The z-score corresponding to an IQ of 106 is (106 - 100) / 15 ≈ 0.40, and the z-score corresponding to an IQ of 125 is (125 - 100) / 15 ≈ 1.67.

Next, we need to determine the proportion of individuals in a normal distribution that falls between these z-scores. This is found by looking up these z-scores in a standard normal distribution table, or using a software function that provides the cumulative distribution function of the standard normal distribution.

The approximate values are:

- The cumulative probability associated with a z-score of 0.40 is about 0.6554.

- The cumulative probability associated with a z-score of 1.67 is about 0.9525.

The proportion of individuals with IQs between 106 and 125 is the difference between these probabilities, or about 0.9525 - 0.6554 = 0.2971.

Now, to find the number of people out of 1450 with IQs between 106 and 125, we simply multiply this proportion by 1450 and round to the nearest whole number:

0.2971 * 1450 ≈ 431

So, we expect about 431 people out of the randomly selected 1450 to have an IQ between 106 and 125.

Answer 2

Explanation:

To find out how many people would have an IQ between 106 and 125, we need to calculate the area under the normal distribution curve between these two IQ values. We can do this by calculating the z-scores corresponding to these IQ values and then using a standard normal distribution table or a calculator.

First, let's calculate the z-score for an IQ of 106 using the formula:

z = (x - μ) / σ

where x is the IQ score (106), μ is the mean (100), and σ is the standard deviation (15).

z = (106 - 100) / 15 = 0.4

Next, let's calculate the z-score for an IQ of 125:

z = (x - μ) / σz = (125 - 100) / 15 = 1.67

Using a standard normal distribution table or a calculator, we can find the corresponding cumulative probabilities for these z-scores.

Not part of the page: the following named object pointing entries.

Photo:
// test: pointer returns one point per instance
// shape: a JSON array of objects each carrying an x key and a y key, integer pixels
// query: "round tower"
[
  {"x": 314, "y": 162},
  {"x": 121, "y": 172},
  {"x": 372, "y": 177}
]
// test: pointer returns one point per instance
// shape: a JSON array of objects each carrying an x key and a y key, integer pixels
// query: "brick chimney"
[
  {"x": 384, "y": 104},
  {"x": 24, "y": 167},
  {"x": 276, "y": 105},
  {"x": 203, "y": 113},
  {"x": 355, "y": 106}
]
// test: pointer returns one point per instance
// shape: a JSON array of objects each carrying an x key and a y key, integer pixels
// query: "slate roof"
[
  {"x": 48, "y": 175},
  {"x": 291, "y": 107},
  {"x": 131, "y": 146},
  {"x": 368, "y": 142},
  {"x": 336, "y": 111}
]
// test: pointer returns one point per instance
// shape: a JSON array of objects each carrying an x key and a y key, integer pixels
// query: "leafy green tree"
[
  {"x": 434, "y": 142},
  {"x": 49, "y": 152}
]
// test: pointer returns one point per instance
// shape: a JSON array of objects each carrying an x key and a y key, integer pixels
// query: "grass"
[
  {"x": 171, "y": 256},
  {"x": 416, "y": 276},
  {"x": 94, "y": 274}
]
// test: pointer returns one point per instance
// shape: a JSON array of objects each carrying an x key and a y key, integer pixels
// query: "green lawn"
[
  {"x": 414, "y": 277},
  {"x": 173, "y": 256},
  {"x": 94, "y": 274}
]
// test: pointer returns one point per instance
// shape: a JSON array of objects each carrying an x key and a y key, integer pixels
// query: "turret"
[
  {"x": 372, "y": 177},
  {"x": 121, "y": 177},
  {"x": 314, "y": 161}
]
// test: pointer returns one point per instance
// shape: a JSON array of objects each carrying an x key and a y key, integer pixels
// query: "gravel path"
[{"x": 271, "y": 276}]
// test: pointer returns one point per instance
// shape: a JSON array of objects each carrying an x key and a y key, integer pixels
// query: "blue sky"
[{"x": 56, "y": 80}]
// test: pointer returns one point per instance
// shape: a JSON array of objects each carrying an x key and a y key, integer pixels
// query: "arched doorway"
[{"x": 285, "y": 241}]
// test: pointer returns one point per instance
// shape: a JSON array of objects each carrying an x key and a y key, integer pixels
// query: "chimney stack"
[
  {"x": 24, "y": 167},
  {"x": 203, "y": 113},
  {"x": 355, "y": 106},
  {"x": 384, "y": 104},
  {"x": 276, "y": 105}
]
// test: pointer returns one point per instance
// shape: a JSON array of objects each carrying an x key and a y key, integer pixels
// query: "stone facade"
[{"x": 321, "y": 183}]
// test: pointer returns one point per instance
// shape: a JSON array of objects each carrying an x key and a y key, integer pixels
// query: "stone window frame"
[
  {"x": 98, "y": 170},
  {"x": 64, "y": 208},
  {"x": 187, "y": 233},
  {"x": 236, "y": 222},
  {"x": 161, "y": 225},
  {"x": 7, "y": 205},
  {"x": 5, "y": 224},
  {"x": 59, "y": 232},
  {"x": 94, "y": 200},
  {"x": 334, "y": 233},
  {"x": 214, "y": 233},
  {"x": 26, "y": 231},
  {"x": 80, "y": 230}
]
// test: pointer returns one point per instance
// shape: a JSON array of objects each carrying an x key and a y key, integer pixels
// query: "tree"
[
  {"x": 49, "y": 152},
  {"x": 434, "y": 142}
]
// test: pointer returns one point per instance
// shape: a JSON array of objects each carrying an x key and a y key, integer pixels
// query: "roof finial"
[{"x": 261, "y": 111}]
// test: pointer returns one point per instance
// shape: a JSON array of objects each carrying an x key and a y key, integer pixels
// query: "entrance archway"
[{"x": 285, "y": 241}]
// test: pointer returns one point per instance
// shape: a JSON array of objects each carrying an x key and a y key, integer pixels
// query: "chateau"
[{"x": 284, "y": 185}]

The cumulative probability for a z-score of 0.4 is approximately 0.6554.The cumulative probability for a z-score of 1.67 is approximately 0.9525.

To find the proportion of people with an IQ between 106 and 125, we subtract the cumulative probability corresponding to the lower z-score from the cumulative probability corresponding to the higher z-score:

0.9525 - 0.6554 = 0.2971

This means that approximately 29.71% of the population falls within the IQ range of 106 to 125.

To find out how many people out of the randomly selected 1450 would have an IQ in this range, we multiply the proportion by the sample size:

0.2971 * 1450 ≈ 431.15

Rounding to the nearest whole number, we find that approximately 431 people would have an IQ between 106 and 125 out of the randomly selected sample of 1450 individuals.